My client R. is currently six years, six months old. He has been diagnosed as having delayed speech and language. R. has been in therapy since he was first referred in preschool screening. In the past the clinician has worked on answering “wh” questions correctly and articulation errors, while I am currently working on auditory processing skills and articulation errors with him.
I have been seeing R. since the first week of clinic and his articulation errors have improved greatly. He has gone from working on the correct production of the /f/ phoneme in words to conversation. And we are currently working in the /s/, /r/ and voiced /th/ sounds in sentences.

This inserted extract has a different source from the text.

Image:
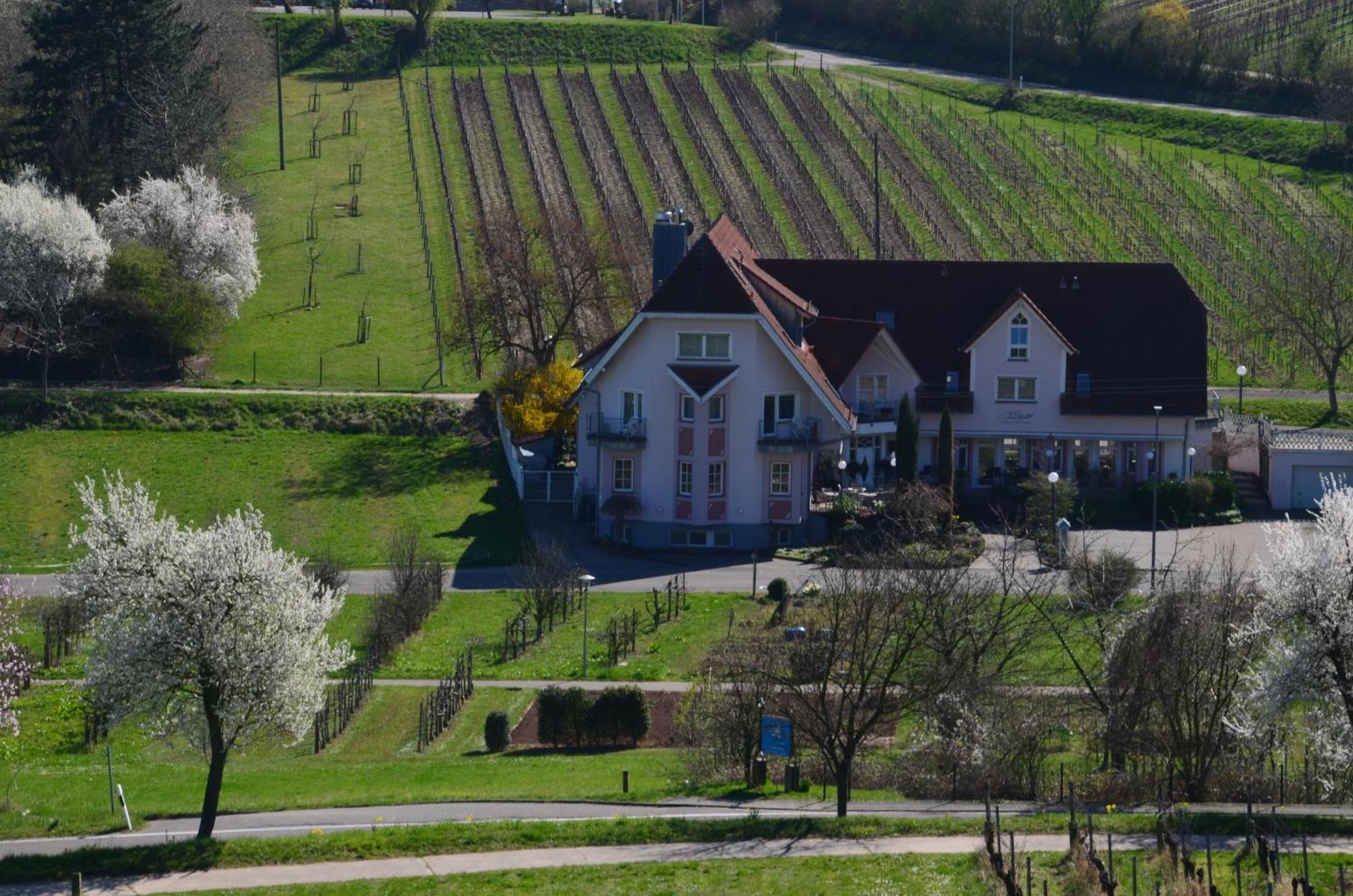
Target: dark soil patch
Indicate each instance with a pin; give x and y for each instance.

The /r/ phoneme has been by far the hardest phoneme for R. to master. However, I have found a few techniques that are very helpful. R. substitutes /w/ for /r/ in the initial position of words and I have found that using a mirror to call attention to the puckered lips can be very affective. You ask the client to smile in an exaggerated manner, or inhibit the movement by pushing the upper lip back against the upper teeth with your thumb and forefinger.
Another technique I have used for the /r/ phoneme is to have the client imitate a rooster, siren, or growl like a bear. Also by placing your hand on the top of the child’s head and say, “Try to touch my hand with your tongue as you make the /r/ sound” can be very affective. Obviously, this is impossible to do, but most children get the idea.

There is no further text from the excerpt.